The is_deleted column is a pretty simple solution that we all use and there are a number of solutions to the problem of retrieving only the active columns, such as views.
Audit trails and performance are more interesting. A while back I worked for a web analytics company and we had the problem of the storage and performance costs of historical data. Only the 5% of the data was of any real interest, but the 95% historical data made writes slow because of the large number of indexes. They adopted the solution of historical tables with fewer indexes on cheaper drives.
I like the solution of serializing historical, deleted, and audit data and storing them in a NonSQL database of your choice. Then you can bring them back as individual undos, or into a data mining database for scenario playing.
I dont particularly like his suggestion of creating separate tables for each state of an element. I think that's needless complexity.
Why does updating an index take more time if there are many table rows?
i.e. if you have 5 indices on a table and 1 write/second, what's the difference in the work done by the db whether there are 1000 rows or 100k rows?
Even worse were the autogenerated queries that joined a dozen tables together. I saw some that were 1500 lines long.
Is he that ignorant of what a reasonable ORM (or at least, Ruby on Rails) will do for you? eg named_scope, etc...
If you are writing PHP, where you hard-code a query and then print out HTML as you iterate over the result set, then sure, you're fucked.
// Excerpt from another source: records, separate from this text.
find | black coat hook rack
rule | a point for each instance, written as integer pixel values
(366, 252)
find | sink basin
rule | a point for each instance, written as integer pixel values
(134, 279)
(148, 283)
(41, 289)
But not because of soft deletes.
For example, if you have an :active named_scope in rails that respects an object's active state, you still need to remember to do MyObject.active.find everywhere you want to exclude inactive results (meaning it's still just as easy to forget it). This got a little bit better with default_scope, but now you have the problem of trying to jump through hoops in the 1 or 2 cases where you do want to bring back inactive objects -- which, in my opinion, still imposes some sort of tax (albeit a slightly more readable one).
Granted, I'm still fairly new to rails, so if there really is a way to just be able to do MyObject.find in all cases where I want to ignore inactive records and MyObject.include_inactive.find in the 1 or 2 edge cases where its needed, then I will readily concede the absence of said tax.
At the day job, when we do a soft delete as defined here, we tend to create a view of the active rows in the table. Accessing through the view rather than the table prevents many of the "Whoopsie, missed a WHERE clause, now I'm summing over deleted records" errors. I'm told it also improves performance but take anything I say about DBs with a grain of salt.
That ain't no man's soft delete, boy. You want to know what soft delete is? Well that's too bad, cuz there ain't no delete. Move from one table to another? What in tarnation?
Boy, you need yourself the sequence of actions that produce some kind of result. You don't store the result itself, ya'll just go an' fuck it up or something later. "Posted a job offer for Tractor Operator at 2009-11-21.12:44:26." See, that there's an action. "Accepted job offer for Tractor Operator." There's another action. Now what's the status of that job? You get your list of actions, then figure it out. Yes, it's taken, you would have just injured yourself on that tractor anyway.
All I do is setup two managers, one the default so in the admin I can browse my records without any filtering and then a second one which I use exclusively in my views that simply adds .filter(hidden=False) to the get_query_set method. So simple, and have never ran into any problems.
If it's something like a rapidly changing customers list then delete any customers where the soft delete date is greater than three years old.